Ten Pillars of Success for Building a Biotech Company (or any Innovative Organization)

First year reflections: Ten Pillars of Success for Building a Biotech Company

A year has passed since I joined Candel Therapeutics as its CEO!

What did I find when I joined?

A late clinical stage biopharmaceutical company focused on tipping the balance in favor of the immune system, using oncolytic viral immunotherapies.  A hidden gem that was ready to be transformed for the next stage, delivering on the promise of our investigational drugs.

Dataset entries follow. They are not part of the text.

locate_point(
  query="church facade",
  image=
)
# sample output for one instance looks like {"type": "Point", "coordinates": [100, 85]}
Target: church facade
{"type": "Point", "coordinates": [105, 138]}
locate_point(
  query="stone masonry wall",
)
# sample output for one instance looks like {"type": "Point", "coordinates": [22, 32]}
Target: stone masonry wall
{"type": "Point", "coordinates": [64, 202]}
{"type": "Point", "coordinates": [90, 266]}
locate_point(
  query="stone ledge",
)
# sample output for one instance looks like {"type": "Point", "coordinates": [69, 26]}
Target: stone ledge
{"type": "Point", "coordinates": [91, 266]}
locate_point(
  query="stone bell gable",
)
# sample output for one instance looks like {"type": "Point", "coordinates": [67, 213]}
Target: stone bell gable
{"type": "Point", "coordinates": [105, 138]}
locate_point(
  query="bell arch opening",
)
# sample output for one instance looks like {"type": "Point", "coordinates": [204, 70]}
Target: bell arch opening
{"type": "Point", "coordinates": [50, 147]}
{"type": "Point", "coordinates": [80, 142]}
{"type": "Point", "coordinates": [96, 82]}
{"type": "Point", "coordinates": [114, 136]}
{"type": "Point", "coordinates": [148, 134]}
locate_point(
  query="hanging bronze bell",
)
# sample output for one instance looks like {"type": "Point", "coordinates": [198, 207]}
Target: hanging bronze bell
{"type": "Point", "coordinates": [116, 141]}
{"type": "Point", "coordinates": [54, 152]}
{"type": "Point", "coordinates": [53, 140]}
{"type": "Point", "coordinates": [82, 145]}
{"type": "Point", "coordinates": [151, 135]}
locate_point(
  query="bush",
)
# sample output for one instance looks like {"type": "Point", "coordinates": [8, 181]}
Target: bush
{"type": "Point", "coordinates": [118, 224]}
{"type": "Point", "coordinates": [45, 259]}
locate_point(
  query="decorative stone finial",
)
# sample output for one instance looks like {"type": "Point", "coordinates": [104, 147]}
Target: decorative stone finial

Previously, I’ve had the privilege to lead small and large organizations – in academia, big pharma, and biotech. The principles of management and leadership are not necessarily different, whether you lead an organization of 10 or 1000. You must focus on the best science, keep the patient in the center, bring in top talent, create a culture that fosters collaboration and creativity, leverage collective intelligence, make rigorous decision based on data…, these are all critical ingredients for success in both biotech and big pharma.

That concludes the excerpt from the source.